Troisièmement, on lui reproche ses bons rapports avec Israël que les pays de la Ligue arabe se cachent à peine de fréquenter. Ils viennent de faire un pas dans le sens de la normalisation des relations avec cet Etat, en échange d’une application partielle de la résolution 194 de l’Assemblée générale des Nations Unies alors qu’ils avaient toujours rejeté le plan de partage. Autrement dit, après 65 ans et plusieurs guerres, les pays arabes reconnaissent un tout petit peu plus Israël. On ne les fustige ni pour la reconnaissance ni pour le retard.

Avec ou sans leur Ligue qui engage des pourparlers de limace avec l’Etat hébreu, les pays arabes auraient pu faire pression sur la Syrie pour qu’elle engage de vraies réformes et que le changement se fasse sans cette violence. Or, ces pays ne sont pas assez audibles ou crédibles pour concurrencer les puissances sur le terrain. D’ailleurs, si l’un d’eux devenait puissant, aurait-il le même regard et la même position sur tel conflit ? Pas sûr.

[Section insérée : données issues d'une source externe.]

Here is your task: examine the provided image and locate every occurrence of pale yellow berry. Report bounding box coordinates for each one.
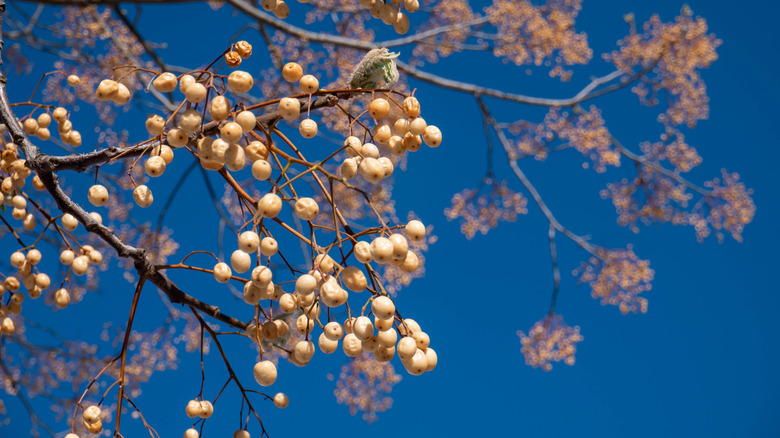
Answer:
[214,262,233,283]
[152,72,178,93]
[404,219,425,242]
[294,198,320,221]
[317,333,339,354]
[184,400,203,418]
[401,348,428,376]
[371,237,393,265]
[298,75,320,94]
[133,184,154,208]
[282,62,303,82]
[27,248,41,265]
[70,255,89,275]
[358,157,385,183]
[322,277,349,308]
[252,360,276,386]
[211,138,230,164]
[387,135,406,155]
[87,184,108,207]
[279,294,297,313]
[341,266,368,292]
[184,82,208,103]
[252,265,273,287]
[146,114,165,135]
[225,143,246,172]
[200,400,214,418]
[373,124,393,144]
[293,338,314,362]
[219,122,244,143]
[354,241,374,263]
[260,237,279,257]
[236,111,257,132]
[371,295,395,319]
[274,392,290,409]
[322,321,344,341]
[279,97,301,120]
[298,119,317,138]
[144,155,165,177]
[244,140,268,163]
[209,96,231,120]
[344,136,363,157]
[257,193,282,218]
[396,336,417,361]
[228,70,254,93]
[368,97,390,120]
[179,109,202,134]
[401,251,420,272]
[422,125,441,148]
[95,79,119,100]
[376,326,398,347]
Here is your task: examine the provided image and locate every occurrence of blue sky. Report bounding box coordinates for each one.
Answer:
[0,0,780,437]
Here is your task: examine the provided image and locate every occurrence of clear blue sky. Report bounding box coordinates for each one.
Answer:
[0,0,780,437]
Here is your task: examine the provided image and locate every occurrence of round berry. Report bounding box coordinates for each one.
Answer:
[87,184,108,207]
[282,62,303,82]
[252,360,276,386]
[238,231,260,254]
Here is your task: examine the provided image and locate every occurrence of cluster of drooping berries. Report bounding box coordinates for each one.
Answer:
[359,0,420,35]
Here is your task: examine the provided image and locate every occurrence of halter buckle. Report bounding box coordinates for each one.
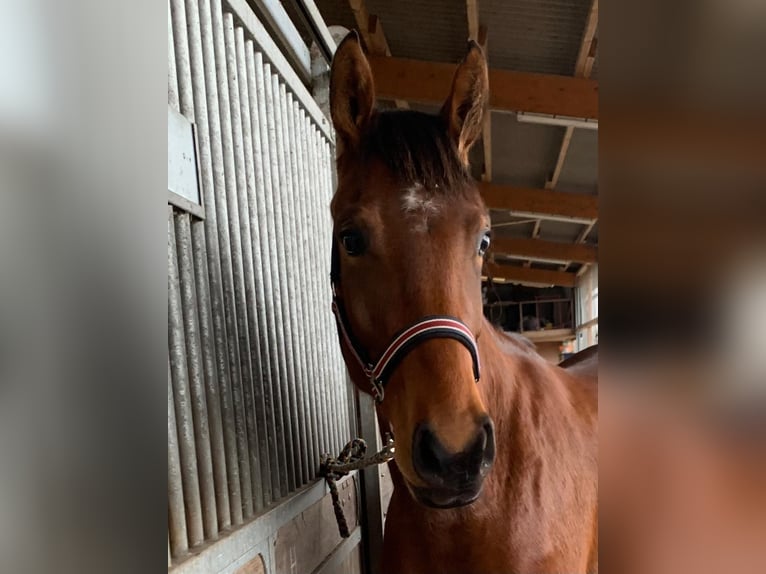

Comme en Syrie, leurs régimes implosent. Ils sont occupés à se relooker ou à s’entre-déchirer pour la survie, les récentes révélations de scandales économiques dans la presse algérienne en sont une manifestation. Pendant ce temps, beaucoup d’Arabes ressortent les photos de Nasser, partagent du bruit et des slogans sur les réseaux sociaux, et pensent que Bernard-Henri Lévy a persuadé l’Occident de prendre militairement part à leur Printemps. Pauvres de nous.